The Unusual Relationship Between Abraham Lincoln and the Jews

By Edward Rothstein

As a powerful new exhibit shows, the 16th president felt a close connection to the Jewish people. Why?

It was Good Friday—April 14, 1865—when John Wilkes Booth made his way into the presidential box at Ford’s Theatre, forcibly propped the door shut behind him, and shot a bullet into the head of Abraham Lincoln. For many mourners, the timing had unusual significance. The Civil War, in which some 750,000 Americans had lost their lives, was coming to an end. Just weeks earlier, citing the nation’s trauma in his Second Inaugural address, Lincoln had suggested that this “mighty scourge of war” was a form of divine retribution visited on “both North and South” for the offense of slavery. He ended with words of consolation and exhortation:

With malice toward none, with charity for all, with firmness in the right as God gives us to see the right, let us strive on to finish the work we are in, to bind up the nation’s wounds. . . .

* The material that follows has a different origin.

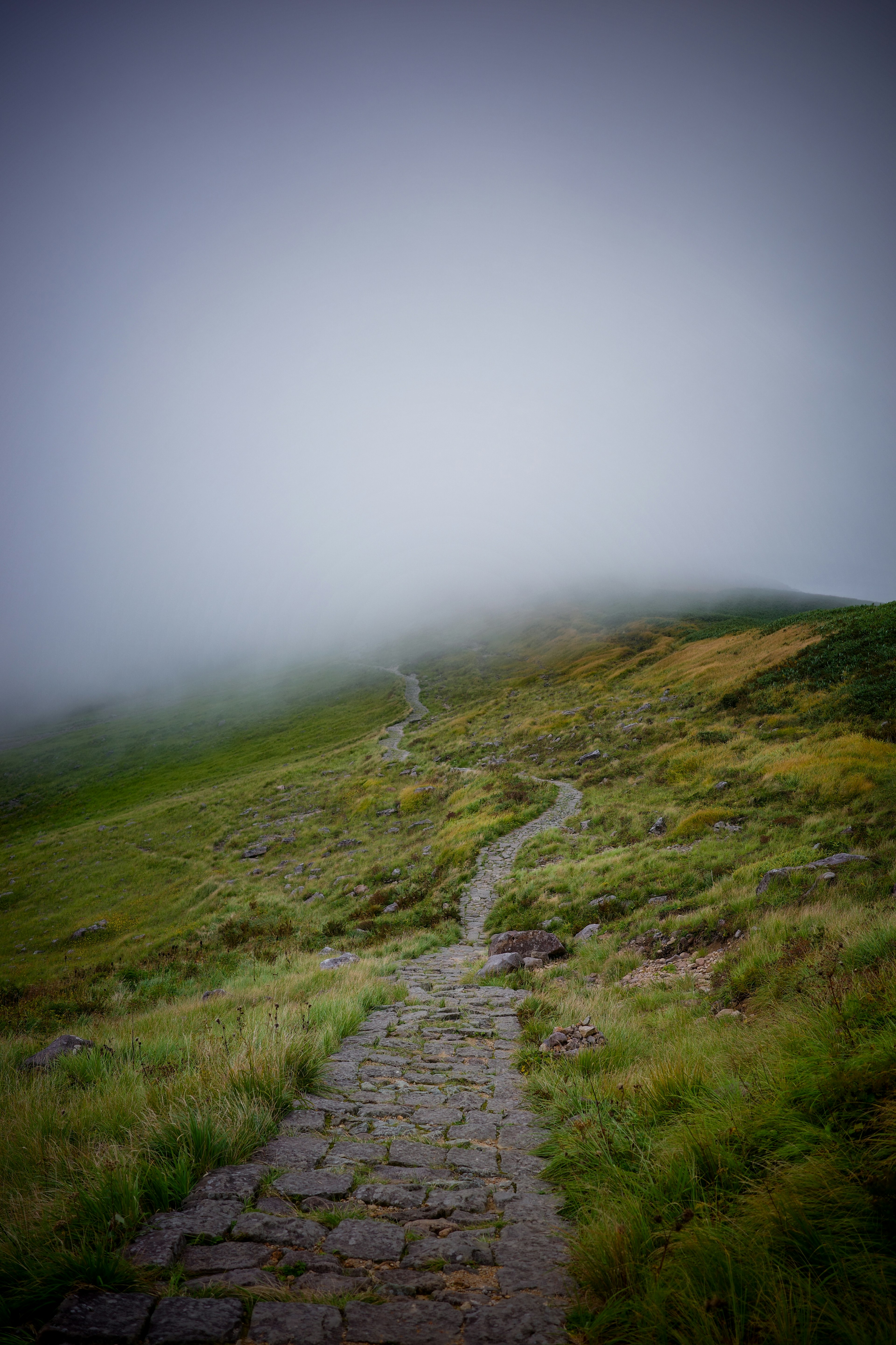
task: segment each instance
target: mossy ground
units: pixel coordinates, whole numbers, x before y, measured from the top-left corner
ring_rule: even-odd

Lincoln’s own suffering, as evident as the nation’s, was inscribed in his countenance. Of his two life-masks, one had been cast as he was beginning his campaign for the presidency in 1860, and the other in February 1865, some two months before the end of the war. In the intervening years, his face had become emaciated, his eyes were gouged into his skull, and his skin was creased by age and sadness. “This war is eating my life out,” Lincoln once told a friend. “I have a strong impression that I shall not live to see the end.”